Do you remember a movie from 2006 titled Children of Men? It’s set in 2027 where women have somehow become infertile except for one miraculously pregnant woman. In the movie Clive Owen’s character agrees to smuggle her out of England to a sanctuary at sea. The movie is dark and depressing because humanity has lost all hope because there are no children. That is why the woman needs to be saved because the child in her womb is the symbol of hope for the human race.
Sounds a lot like that first Christmas. A miraculously pregnant woman gives birth to a child in a dark and cruel world and that child brings hope for us all.
That’s one of the most amazing aspects of Christmas is that Jesus entered the world as a baby. He did not come to earth as a fully grown adult but rather came into it as a baby. The advent of our Lord reminds us that hope often weighs 7 lbs. 9 oz. and is 20 inches long.
It’s the baby in the manger that brings hope, peace on earth and goodwill to all.
That got me thinking about how we have little packages of hope in our homes and the awesome responsibility we have to raise our children well. We are the people who are influencing and molding those who will run the future. As the old saying goes, “the hand that rocks the cradle rules the world.”
Scared yet? You should be.
I think that sometimes we don’t fully understand the enormous responsibility we have, and perhaps that is a mercy we receive, but the baby in the manger got me thinking about the responsibility we have to our kids this week.

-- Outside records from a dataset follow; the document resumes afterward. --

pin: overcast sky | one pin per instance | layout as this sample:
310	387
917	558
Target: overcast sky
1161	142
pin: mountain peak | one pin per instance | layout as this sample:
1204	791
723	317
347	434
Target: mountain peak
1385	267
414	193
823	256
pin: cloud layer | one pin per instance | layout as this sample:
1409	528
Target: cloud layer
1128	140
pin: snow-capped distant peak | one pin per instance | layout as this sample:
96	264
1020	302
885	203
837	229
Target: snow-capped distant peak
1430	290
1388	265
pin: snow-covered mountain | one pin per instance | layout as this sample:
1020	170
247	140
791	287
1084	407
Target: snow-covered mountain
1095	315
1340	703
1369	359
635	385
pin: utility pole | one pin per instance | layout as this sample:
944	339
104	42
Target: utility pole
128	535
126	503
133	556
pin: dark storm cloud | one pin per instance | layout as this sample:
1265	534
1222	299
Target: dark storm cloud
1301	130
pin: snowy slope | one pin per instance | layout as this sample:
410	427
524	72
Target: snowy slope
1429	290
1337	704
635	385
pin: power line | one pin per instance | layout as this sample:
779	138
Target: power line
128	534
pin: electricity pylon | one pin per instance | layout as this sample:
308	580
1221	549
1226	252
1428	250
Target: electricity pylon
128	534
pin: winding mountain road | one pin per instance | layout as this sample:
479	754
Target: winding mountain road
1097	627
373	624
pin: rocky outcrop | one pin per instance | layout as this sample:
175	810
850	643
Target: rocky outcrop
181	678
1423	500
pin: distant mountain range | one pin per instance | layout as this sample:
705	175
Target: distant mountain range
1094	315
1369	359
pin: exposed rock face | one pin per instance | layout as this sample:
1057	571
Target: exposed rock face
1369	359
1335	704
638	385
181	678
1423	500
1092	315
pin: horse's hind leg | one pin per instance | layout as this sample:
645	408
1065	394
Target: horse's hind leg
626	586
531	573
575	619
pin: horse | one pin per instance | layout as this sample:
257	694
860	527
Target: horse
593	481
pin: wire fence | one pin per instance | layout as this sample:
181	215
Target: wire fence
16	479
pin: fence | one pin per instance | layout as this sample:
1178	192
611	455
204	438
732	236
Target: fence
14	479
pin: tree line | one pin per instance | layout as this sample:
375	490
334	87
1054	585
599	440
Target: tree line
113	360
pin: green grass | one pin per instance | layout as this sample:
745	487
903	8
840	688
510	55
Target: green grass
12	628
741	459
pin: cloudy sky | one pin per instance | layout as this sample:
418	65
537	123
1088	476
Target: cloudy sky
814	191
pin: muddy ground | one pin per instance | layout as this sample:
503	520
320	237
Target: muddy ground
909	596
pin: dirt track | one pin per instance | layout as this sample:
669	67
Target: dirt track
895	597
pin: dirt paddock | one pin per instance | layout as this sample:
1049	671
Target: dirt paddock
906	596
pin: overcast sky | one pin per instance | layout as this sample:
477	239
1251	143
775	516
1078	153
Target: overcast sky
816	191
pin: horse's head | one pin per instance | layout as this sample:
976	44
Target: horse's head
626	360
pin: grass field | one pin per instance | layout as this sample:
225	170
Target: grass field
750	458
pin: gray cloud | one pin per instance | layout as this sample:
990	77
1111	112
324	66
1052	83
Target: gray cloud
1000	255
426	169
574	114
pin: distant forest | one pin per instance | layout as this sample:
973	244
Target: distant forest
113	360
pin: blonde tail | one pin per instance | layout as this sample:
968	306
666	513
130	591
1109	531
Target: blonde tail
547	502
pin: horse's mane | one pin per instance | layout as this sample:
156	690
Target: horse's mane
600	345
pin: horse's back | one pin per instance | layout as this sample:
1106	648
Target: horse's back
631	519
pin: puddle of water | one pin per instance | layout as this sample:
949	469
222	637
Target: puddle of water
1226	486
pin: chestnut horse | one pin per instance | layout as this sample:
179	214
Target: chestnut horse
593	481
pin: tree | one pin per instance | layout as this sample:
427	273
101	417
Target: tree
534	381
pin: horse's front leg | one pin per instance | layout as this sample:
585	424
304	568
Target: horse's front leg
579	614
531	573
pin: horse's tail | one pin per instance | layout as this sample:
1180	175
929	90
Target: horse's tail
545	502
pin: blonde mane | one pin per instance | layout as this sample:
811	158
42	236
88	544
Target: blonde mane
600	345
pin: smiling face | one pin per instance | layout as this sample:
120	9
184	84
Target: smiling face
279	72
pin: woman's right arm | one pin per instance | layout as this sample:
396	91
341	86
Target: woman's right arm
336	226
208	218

We have to teach our kids how to trust, we have to teach them how to love, how to be kind, how to have compassion, how make the most of the opportunities they are given. We have to teach them that heavenly things matter more than earthly things. We have to teach them that people matter more than stuff does. We have to teach these things to our kids by showing them to our kids. Our lives have to model the things we say are important.
How else will they succeed if we don’t show them how? So then the question becomes how do we define success?
Robert Louis Stevenson wrote one of the best definitions of success I have ever read. His thoughts have had a great impact on me since I first read them many years ago.
That Man is a Success Who has lived well, laughed often and loved much;
Who has gained the respect of intelligent men and the love of children;
Who has filled his niche and accomplished his task;
Who leaves the world better than he found it;
Whether by improved poppy, a perfect poem, or a rescued soul;
Who never lacked appreciation of earth’s beauty or failed to express it;
Who looked for the best in others and gave the best he had.